DXR Query Language Refresh

From MozillaWiki
Jump to navigation Jump to search

The upcoming refresh of DXR's query language will make improvements to brevity, memorability, and compactness. This document represents our eventual goal. This will probably land a little at a time.

Simple Searching

Entering plain text searches the code and pathnames. Each word is taken as a separate substring to match, and the substrings are and-ed together on a per-line basis.

To exclude lines matching a word, precede the word with "-".

Filters

Other, more specific search filters are also available:

path
Pathname with shell-style globbing
fn (or fun or func or function?)
Definitions or declarations of a function with the given prefix
fn-ref
Uses of a given function
re
(or regex: or regexp: : Regular expression
member
Find member functions of a class (or struct?).
id
Identifier of any kind (maybe not necessary if we do search ranking better)
ref
A reference to any kind of identifier
caller or callers
Functions that call a given function
called-by
Functions called by a given function
type
The definition or declaration of a given type
type-ref
Uses of a given type
var
Definitions or declarations of a variable
var-ref
Uses of a given variable
namespace
Definition or declaration of a namespace
namespace-ref
Uses of a namespace
namespace-alias or namespace-alias-ref
Should these merge into the above?
macro
Definition or declaration of a macro
macro-ref
Use of a macro
subclass or sub
Subclass of a class
superclass or super
Superclass of a class
warning
Compiler warnings?
warning-opt
More compiler warnings?

Again, query terms are and-ed together and matched against individual lines of the codebase, like grep's single-line mode. This query, for example, finds all the lines from ``.h`` files containing the words "big", "angry", and either "hamster" or "hippo".

   path:*.h big angry re:hamster|hippo

You can negate a filter by preceding it with "-":

   -path:*.cpp -path:*.c fn:foo

Let's try to standardize with https://code.google.com/p/chromium/codesearch as much as possible.

Obsolete

  • `ext:` goes away. It's covered by `-path:*.c`
  • `*-decl:` goes away until somebody asks for it. It's merged into `*`.

To Be Determined

  • a way to express case-sensitivity.

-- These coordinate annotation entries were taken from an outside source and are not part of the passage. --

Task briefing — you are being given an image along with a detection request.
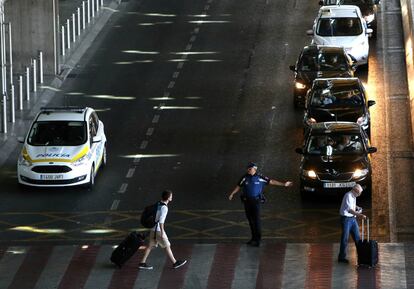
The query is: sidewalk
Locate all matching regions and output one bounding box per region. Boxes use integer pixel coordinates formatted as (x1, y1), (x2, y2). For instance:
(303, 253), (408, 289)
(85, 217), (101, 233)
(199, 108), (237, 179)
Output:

Possibilities include quotes and +.

More Explicit Operators

Some people expect runs of barewords to be treated as phrase matches. Here's how we could do that.

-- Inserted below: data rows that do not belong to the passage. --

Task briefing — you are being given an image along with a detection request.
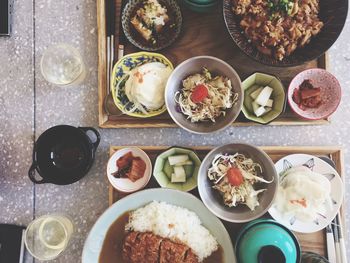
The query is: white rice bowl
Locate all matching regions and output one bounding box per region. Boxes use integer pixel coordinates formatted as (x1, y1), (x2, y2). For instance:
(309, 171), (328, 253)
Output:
(126, 201), (219, 261)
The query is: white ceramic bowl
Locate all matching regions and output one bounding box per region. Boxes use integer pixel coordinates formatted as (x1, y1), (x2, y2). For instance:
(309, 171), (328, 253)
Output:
(165, 56), (243, 134)
(107, 147), (152, 193)
(269, 154), (344, 233)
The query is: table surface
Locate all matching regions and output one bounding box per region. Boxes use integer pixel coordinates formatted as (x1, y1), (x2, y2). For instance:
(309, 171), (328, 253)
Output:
(0, 0), (350, 262)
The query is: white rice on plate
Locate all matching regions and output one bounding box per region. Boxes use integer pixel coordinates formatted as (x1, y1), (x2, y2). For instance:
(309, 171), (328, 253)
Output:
(126, 201), (219, 261)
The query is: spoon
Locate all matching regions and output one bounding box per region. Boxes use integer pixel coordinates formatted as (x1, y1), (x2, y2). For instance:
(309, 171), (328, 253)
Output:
(103, 92), (124, 116)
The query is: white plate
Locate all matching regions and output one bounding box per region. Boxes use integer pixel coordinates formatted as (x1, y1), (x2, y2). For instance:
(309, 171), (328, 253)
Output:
(82, 188), (237, 263)
(107, 147), (152, 193)
(269, 154), (344, 233)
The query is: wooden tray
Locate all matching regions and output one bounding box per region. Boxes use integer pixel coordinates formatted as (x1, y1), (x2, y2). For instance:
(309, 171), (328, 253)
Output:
(109, 146), (346, 256)
(97, 0), (329, 128)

Take any continguous sequence of text: filters to be a single string. Otherwise, AND everything.

For example... ::

   three blind mice path:*.c def

…would search for "three blind mice" AND path:*.c AND "def".

You can go back to the old behavior by saying explicitly... ::

   three AND blind AND mice

Maybe we could even do… ::

   mice IN fn:main

…or… ::

   fn:frob IN type:Frobulator

Quoting and Escaping

To do phrase matching or include spaces in a term, use single or double quotes. Doubles can contain singles, and vice versa. You can also backslash-escape them.

   "big, bad wolf"
   'That "wolf" is a hamster.'
   'Don\'t call my wolf a "hamster".'
   re:"big old|great big"
   -"not this phrase"

You can use a literal quote without enclosing it in other quotes, as long as it isn't a leading one:

   path:/users/erik's/*.py

What of backslashes in unquoted strings and preceding things other than quotes?

  • In a quoted string, a backslash before a quote of the same type is an escaper. Otherwise, it's a literal backslash.
   "one long \"quoted\" string"
   "literal \backslash"
   "\\" is backslash-quote"
  • Later, we may let backslashes in unquoted strings escape spaces:
   one\ long\ string

These rules are akin to common shell syntax and designed so you don't need to plan ahead (or backtrack) when typing a query.

See Also

GitHub's issue query language might provide some inspiration.